Each year Planned Parenthood provides important breast cancer screenings for poor women, including 750,000 breast exams and 770,000 PAP tests. In 2011, grants from the Komen Foundation provided Planned Parenthood with $650,000 in funding for breast cancer prevention and screening.

For those who are unfamiliar with the background to this story, anti-choice activists tried to make an issue about Planned Parenthood, and the Komen group quickly caved. The New York Times recently reported on the backstory:
The deluge of criticism Komen faced on Twitter, Facebook and Tumblr came two weeks after online protests led Congress to suspend an effort to pass anti-piracy legislation that some in the Internet community saw as a threat to online freedoms. It demonstrated again how social media can change the national conversation with head-snapping speed....

Komen’s founder and chief executive, Nancy G. Brinker, held a news conference Thursday and insisted that the organization’s decision had nothing to do with abortion or politics. Rather, she said, it resulted from improved grant-making procedures and was not intended to make a target of Planned Parenthood....

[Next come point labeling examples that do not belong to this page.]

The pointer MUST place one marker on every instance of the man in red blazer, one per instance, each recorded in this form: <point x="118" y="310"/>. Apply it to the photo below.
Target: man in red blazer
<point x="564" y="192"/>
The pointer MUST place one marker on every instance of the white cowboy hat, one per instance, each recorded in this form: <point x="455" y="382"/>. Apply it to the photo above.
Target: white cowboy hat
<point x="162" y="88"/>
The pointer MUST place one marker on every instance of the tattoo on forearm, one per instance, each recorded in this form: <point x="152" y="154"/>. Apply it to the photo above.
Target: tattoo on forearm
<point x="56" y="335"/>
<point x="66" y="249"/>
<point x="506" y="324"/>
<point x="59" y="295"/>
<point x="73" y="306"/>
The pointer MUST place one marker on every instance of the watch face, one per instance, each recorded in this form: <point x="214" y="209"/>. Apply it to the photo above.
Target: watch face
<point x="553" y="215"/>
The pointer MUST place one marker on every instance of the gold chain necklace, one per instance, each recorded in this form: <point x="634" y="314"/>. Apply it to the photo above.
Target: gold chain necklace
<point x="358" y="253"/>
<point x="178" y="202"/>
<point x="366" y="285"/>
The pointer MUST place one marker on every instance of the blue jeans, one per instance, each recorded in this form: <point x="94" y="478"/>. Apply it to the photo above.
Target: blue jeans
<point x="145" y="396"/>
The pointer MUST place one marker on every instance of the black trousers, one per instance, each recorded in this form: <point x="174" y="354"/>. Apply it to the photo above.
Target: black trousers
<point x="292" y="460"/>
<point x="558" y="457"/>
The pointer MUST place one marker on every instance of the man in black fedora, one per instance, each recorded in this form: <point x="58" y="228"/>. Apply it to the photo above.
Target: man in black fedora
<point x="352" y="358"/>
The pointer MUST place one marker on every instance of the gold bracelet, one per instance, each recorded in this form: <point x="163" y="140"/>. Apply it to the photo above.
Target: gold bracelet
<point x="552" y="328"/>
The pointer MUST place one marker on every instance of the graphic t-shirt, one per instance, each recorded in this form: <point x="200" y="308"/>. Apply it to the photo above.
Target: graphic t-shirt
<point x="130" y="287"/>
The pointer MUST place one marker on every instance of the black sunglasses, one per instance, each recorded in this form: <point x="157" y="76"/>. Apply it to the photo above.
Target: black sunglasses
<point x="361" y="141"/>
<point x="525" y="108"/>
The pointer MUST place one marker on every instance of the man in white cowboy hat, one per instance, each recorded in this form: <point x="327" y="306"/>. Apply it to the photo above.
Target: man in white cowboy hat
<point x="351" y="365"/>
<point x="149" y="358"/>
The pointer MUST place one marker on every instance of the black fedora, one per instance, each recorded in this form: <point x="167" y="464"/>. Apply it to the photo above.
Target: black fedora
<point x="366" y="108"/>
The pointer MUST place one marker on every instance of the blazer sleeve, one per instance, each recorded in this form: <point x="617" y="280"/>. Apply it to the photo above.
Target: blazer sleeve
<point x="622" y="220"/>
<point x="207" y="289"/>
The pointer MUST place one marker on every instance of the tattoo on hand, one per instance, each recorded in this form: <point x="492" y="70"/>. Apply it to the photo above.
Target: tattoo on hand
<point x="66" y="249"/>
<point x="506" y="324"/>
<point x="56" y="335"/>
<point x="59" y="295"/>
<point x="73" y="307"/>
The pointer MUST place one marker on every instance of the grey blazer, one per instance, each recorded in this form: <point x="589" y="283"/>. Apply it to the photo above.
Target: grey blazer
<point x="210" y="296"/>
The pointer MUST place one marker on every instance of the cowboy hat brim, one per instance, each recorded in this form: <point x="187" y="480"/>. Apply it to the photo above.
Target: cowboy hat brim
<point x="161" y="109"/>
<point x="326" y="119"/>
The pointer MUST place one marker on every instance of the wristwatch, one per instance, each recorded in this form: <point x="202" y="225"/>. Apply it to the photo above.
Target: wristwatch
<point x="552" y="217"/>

Her comments directly contradicted those of John D. Raffaelli, a Komen board member and Washington lobbyist, who told The New York Times on Wednesday that Komen made the changes to its grant-making process specifically to end its relationship with Planned Parenthood....

A growing number of religious organizations had become concerned that donations to Komen would benefit Planned Parenthood and had advised members not to give to Komen. Rather than risk offending some donors with a relatively small portfolio of grants, Komen decided to largely cut off Planned Parenthood, Mr. Raffaelli said.

To Planned Parenthood, that decision amounted to a betrayal of the organizations’ shared goal of saving lives through breast screening programs.